Die Ordnung der Erzählung
vom Auszug aus Ägypten für das Abendmahl am Pesah
Der erste Becher
wird eingeschenkt:
Gelobt seist Du, Ewiger unser
G'tt, König der Welt, der die Frucht des Weinstocks erschaffen hat.
Barukh atah Adonaj,
Elohenu Melekh haOlam, bore Pri haGafen!
Gelobt seist Du, Ewiger, unser G'tt, König
der Welt, der uns aus allen Völkern erwählt und über alle Sprachen erhoben
hat, und uns geheiligt hat mit Seinen Geboten. Du hast uns, Ewiger, unser
G'tt, in Liebe (Schabbattage zur Ruhe und Feiertage zur Freude, Feste und
bestimmte Zeiten zur Wonne gegeben, wie (diesen Schabbattag und) diesen Tag
des Mazzot-Festes, die Zeit unserer Befreiung (in Liebe), ein Aufruf zur
Heiligung, Erinnerung an den Auszug aus Aegypten.
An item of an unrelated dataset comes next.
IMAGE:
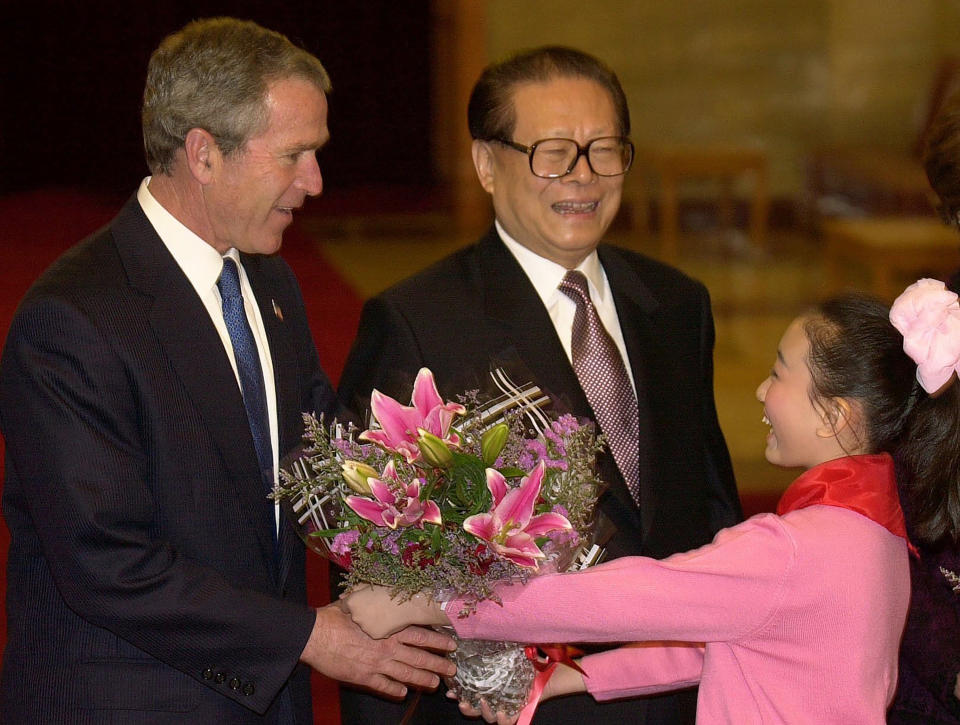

Denn uns hast Du erwählt
und geheiligt aus allen Völkern und (den Schabbat und) Deine heiligen Feste
(in Liebe und Wohlgefallen) in Freude und Wonne gegeben.
Gelobt seist Du, Ewiger, der (den Schabbat)
Israel und die Festtage heiligt.
Baruch ata adonaj, elohejnu melech ha‘olam, ascher
bachar banu mikol am w rom‘manu mikol laschon w‘kid‘schanu b‘mizwotaw,
watiten lanu adonaj elohejnu b‘ahawa (schabbatot lim‘nucha u) mo‘adim
l‘simcha, chagim us‘manim l‘ssasson, et Jom (haschabbat hase w‘et jom) chag
hamazot hase, s'man cherutejnu, (b‘ahawa) mikra kodesch, secher leziat
mizrajim, ki wanu wacharta w‘otanu kidaschta mikol ha‘amim (w‘schabbat)
umoadej kod‘sche‘cha (b‘ahawa uw‘razon) b‘simcha uw‘sason hinchaltanu.
Baruch ata adonaj, m‘kadesch
(haschabbat w‘) jissrael w‘has‘manim.
Gelobt seist Du. Ewiger, unser G'tt,
König der Welt, der uns hat erleben lassen und uns erhalten hat und uns hat
erreichen lassen diese Zeit.
Baruch ata adonaj, elohejnu melech ha‘olam,
sch‘heche‘janu‘ w‘kijemanu, w‘higi‘anu las‘man hase.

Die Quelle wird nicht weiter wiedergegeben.